J’ai redécouvert Tintin ces derniers temps, suite à la visite du musée Hergé de Louvain-la-Neuve, en Belgique.

Je pense que mon premier contact d’enfant avec la notion de suicide — ou plutôt, avec la notion de sacrifice, mais est-ce si différent ? — a été dans la premier album de Tintin que j’ai lu, vers l’âge de 7 ans : « On a marché sur la Lune ».

Spoiler : la fusée lunaire devait emmener 4 passagers sur la Lune (Tintin, le capitaine Haddock, le professeur Tournesol et l’ingénieur Wolff), elle a 3 passagers supplémentaires imprévus (Dupond et Dupont, et l’espion Boris), et ils vont manquer d’oxygène.

Rongé par le remords d’avoir laissé l’espion pénétrer dans la fusée, rongé par le remords d’avoir trahi, Wolff, à l’insu des autres, sort dans le vide spatial, laissant derrière lui une note ainsi rédigée :

Lorsque vous trouverez ces lignes, j’aurai quitté la fusée. Moi parti, j’espère que vous aurez assez d’oxygène pour arriver vivants jusqu’à la terre.

Quant à moi, peut-être un miracle me permettra-t-il d’en réchapper aussi.

Pardonnez-moi pour le mal que je vous ai fait.

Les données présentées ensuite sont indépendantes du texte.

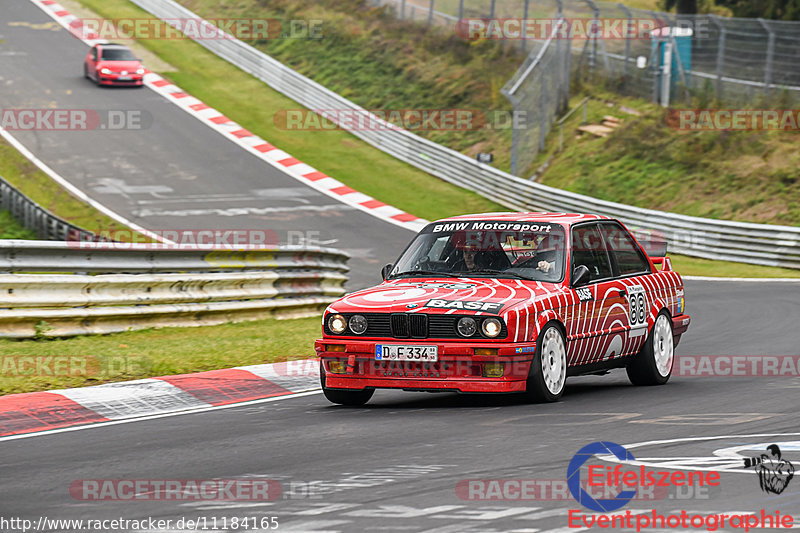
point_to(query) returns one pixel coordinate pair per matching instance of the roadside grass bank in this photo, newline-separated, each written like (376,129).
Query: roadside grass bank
(44,364)
(40,188)
(251,103)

Comment nommer, qualifier, caractériser, décrire les souffrances morales de l’ingénieur Wolff ?

Je ne sais pas. Mais cette dernière phrase est gravée très profondément dans mon esprit à moi. Pardonnez-moi pour le mal que je vous ai fait. Pourquoi ? Je ne sais pas.

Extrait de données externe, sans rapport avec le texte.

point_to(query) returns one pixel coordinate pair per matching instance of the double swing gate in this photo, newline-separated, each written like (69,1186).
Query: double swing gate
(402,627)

Souffrir, c’est avoir mal. Faire souffrir, c’est faire mal. Se faire souffrir, c’est se faire mal.

Qu’est-ce que la souffrance ? Quelque chose qu’on veut arrêter. Quelque chose dont on veut la fin. On ne peut pas, on ne veut pas vivre avec.

Mais on n’a pas le choix.

Endogène ou exogène ? La plupart du temps, comment le savoir ?

J’sais pas si c’est la Terre
Qui tourne à l’envers
Ou bien si c’est moi
Qui fais du cinéma
Qui m’fais mon cinéma

Qu’est-ce que la souffrance ? Il faut écouter pour le savoir.

– Je voulais vous remercier de m’avoir écoutée, mais je… je suis un peu gênée…
– Gênée ? Pourquoi ?
– Je… Je suis venue vous prendre votre temps… Alors que je ne suis pas malade…
– Non, mais vous souffrez.

Bonne nuit.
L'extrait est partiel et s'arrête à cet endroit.